Kong's access logs go to your own infrastructure — Loki, Elasticsearch, or a log file — under EU control. No data flows to US-controlled AWS services. SSL certificates are managed by your own cert-manager instance.

Deployment: Kong can run as a Docker Compose service or as a Kubernetes deployment (Kong Ingress Controller for Kubernetes environments). Hetzner Cloud provides the base infrastructure. A CPX21 instance (2 vCPU, 4GB RAM, €5.83/month) handles significant API traffic.

Use case fit: REST APIs, microservices API management, B2B API portals with API key management.

Traefik on Hetzner

Traefik is a cloud-native reverse proxy and API gateway with native Kubernetes integration. Deployed on Hetzner Cloud, Traefik provides:

• HTTP/HTTPS routing with automatic TLS via Let's Encrypt
• Middleware for authentication, rate limiting, headers manipulation, circuit breaking
• Access logging to stdout or files (JSON format, configurable fields)
• Metrics export to Prometheus
• Native Docker and Kubernetes service discovery

Traefik's access logs are configurable at the field level: you can exclude the IP address field from logs, or hash it before storage, to reduce GDPR exposure while retaining operational value. This field-level control is not available in API Gateway.
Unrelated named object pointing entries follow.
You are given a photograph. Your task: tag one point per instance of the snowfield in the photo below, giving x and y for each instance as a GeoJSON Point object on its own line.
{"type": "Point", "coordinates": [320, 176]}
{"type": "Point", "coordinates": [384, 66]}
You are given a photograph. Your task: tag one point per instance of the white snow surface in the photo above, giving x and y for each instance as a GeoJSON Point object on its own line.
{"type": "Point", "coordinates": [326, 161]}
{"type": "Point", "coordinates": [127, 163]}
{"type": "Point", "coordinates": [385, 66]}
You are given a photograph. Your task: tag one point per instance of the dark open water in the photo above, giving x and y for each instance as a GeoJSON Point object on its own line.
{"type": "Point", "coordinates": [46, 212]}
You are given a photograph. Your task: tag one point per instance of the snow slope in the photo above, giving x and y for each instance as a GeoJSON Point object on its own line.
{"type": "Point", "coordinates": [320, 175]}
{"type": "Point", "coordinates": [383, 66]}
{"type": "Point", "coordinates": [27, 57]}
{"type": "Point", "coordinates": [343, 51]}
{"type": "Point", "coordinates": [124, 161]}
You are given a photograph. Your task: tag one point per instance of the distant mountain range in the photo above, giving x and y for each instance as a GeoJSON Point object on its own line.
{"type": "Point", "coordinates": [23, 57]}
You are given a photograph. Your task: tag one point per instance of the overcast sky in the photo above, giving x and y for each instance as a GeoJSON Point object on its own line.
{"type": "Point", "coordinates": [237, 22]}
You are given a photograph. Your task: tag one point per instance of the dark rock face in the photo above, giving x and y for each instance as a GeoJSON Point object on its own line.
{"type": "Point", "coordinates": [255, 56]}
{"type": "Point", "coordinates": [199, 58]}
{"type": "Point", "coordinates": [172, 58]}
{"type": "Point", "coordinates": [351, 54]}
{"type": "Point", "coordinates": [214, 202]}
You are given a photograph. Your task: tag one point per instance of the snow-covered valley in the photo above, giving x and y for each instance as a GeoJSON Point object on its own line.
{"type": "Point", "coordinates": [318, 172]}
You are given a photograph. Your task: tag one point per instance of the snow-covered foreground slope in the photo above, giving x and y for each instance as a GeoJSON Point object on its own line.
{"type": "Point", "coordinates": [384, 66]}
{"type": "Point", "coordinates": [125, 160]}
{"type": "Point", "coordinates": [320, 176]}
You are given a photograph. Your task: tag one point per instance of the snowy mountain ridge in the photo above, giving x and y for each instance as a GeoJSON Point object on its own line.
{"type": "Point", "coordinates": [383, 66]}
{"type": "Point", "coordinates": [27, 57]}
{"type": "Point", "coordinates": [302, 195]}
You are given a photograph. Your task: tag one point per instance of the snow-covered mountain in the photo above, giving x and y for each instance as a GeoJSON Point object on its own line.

Use case fit: Kubernetes-native microservices, container-based deployments on Hetzner Cloud or Exoscale. Particularly strong for teams using Docker Compose or Kubernetes on EU infrastructure.

NGINX Unit or NGINX Plus (Self-Hosted)

NGINX Unit is a dynamic application server that can serve as an API gateway with routing, load balancing, and TLS termination. NGINX Plus adds advanced API management features. Self-hosted on Hetzner or OVHcloud, NGINX-based solutions keep all request data on EU infrastructure.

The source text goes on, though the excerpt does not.